= Stuart Pearson Wright =

English portrait artist

Stuart Pearson Wright (born 1975) is an English artist, known principally for his portraits, Wright also works in sculpture, film and printmaking. He is first prize winner of the 2001 BP Portrait Award.

==Early life and education==
Stuart Pearson Wright was born in 1975, and went to school in Eastbourne, Sussex. He studied at the Slade School of Fine Art from 1995 to 1999.

== Career ==
When Wright was 25 the National Portrait Gallery acquired his painting of the actor John Hurt. The NPG also holds a pencil drawing of actress Parminder Nagra created by him in 2004, as well as a number of other British actors including Jeremy Irons, Timothy Spall,Daniel Radcliffe, Nonso Anozie and Alan Rickman.

An exhibition of his work entitled Halfboy was on show at The Heong Gallery of Downing College, Cambridge from 2 November 2018 to 6 February 2019.

He was the featured artist in the first episode of the second series of the BBC TV series Extraordinary Portraits, where he painted a portrait of fundraiser and cancer survivor Harriet Middleton. He subsequently donated the painting to Shetland Museum.

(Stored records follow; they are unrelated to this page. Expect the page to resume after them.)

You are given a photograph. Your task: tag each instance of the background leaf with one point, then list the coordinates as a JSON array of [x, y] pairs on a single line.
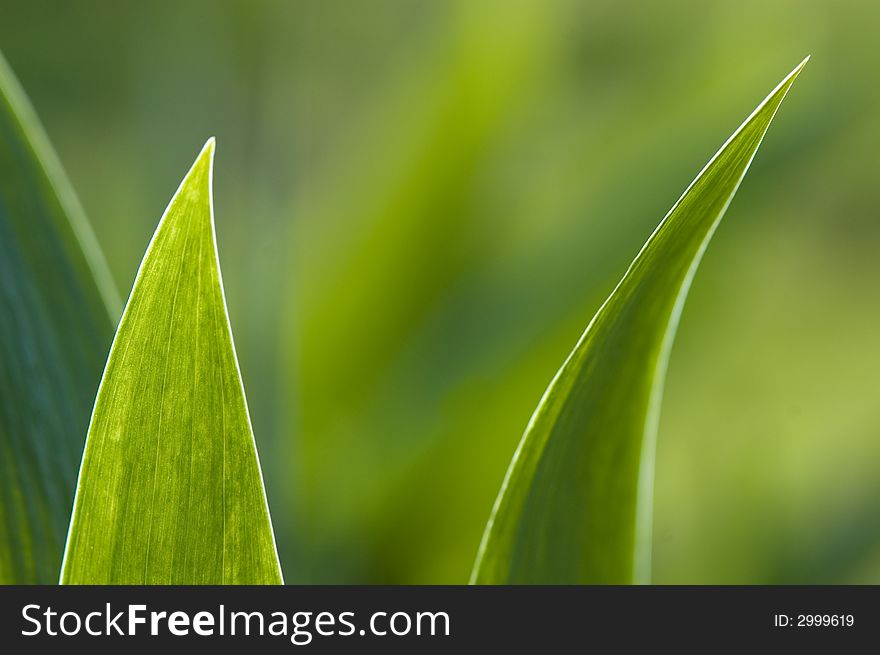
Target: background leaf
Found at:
[[576, 505], [56, 303], [170, 490]]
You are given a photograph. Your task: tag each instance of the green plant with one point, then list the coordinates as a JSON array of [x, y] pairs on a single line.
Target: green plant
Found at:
[[170, 489], [576, 504]]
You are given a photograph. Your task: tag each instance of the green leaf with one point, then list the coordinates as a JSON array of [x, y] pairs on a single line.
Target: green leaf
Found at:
[[170, 490], [55, 327], [576, 504]]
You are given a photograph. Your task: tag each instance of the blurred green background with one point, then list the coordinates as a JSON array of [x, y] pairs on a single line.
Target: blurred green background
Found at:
[[421, 204]]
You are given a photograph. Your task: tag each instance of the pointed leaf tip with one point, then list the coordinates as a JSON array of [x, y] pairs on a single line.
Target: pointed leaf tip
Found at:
[[576, 504], [170, 489]]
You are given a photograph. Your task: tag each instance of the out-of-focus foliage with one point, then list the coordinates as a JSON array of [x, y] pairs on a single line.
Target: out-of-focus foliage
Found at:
[[56, 300], [444, 191]]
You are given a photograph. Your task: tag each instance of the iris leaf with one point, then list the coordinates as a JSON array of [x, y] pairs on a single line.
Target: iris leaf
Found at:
[[170, 489], [576, 504]]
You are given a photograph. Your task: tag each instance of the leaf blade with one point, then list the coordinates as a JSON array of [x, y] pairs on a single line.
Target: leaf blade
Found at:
[[575, 505], [170, 488], [57, 303]]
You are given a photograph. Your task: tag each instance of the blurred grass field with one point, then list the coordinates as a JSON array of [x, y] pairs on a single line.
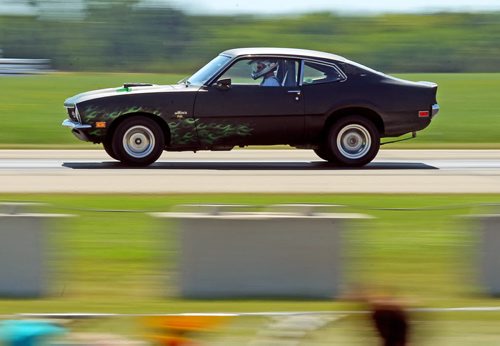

Wright was commissioned in 2021 by then HRH The Prince of Wales to paint the portrait of Ruzena Levy for the Seven Portraits: Surviving the Holocaust series unveiled in 2022 at the Queen's Gallery in Buckingham Palace.

Wright is currently represented by Flowers Gallery London and had a solo exhibition there in November 2023 called Miscellanalects.

==Awards ==
Wright won the BP Travel Prize in 1998.

In 2001 he won the BP Portrait Award with his painting of six presidents of the National Academy. It was described as "astounding", showing the men surrounding a dead chicken. As part of his prize he was commissioned to paint author J. K. Rowling, and that painting is part of the National Collection.

Wright won the Garrick/Milne Prize in 2005.

==Personal life==
Wright was conceived by artificial insemination, and grew up not knowing his father. However in 2019, following a DNA test, Wright discovered the identity of his Father, made contact and was received warmly. He has now been fully assimilated into his paternal family.

He is divorced and has a son and a daughter.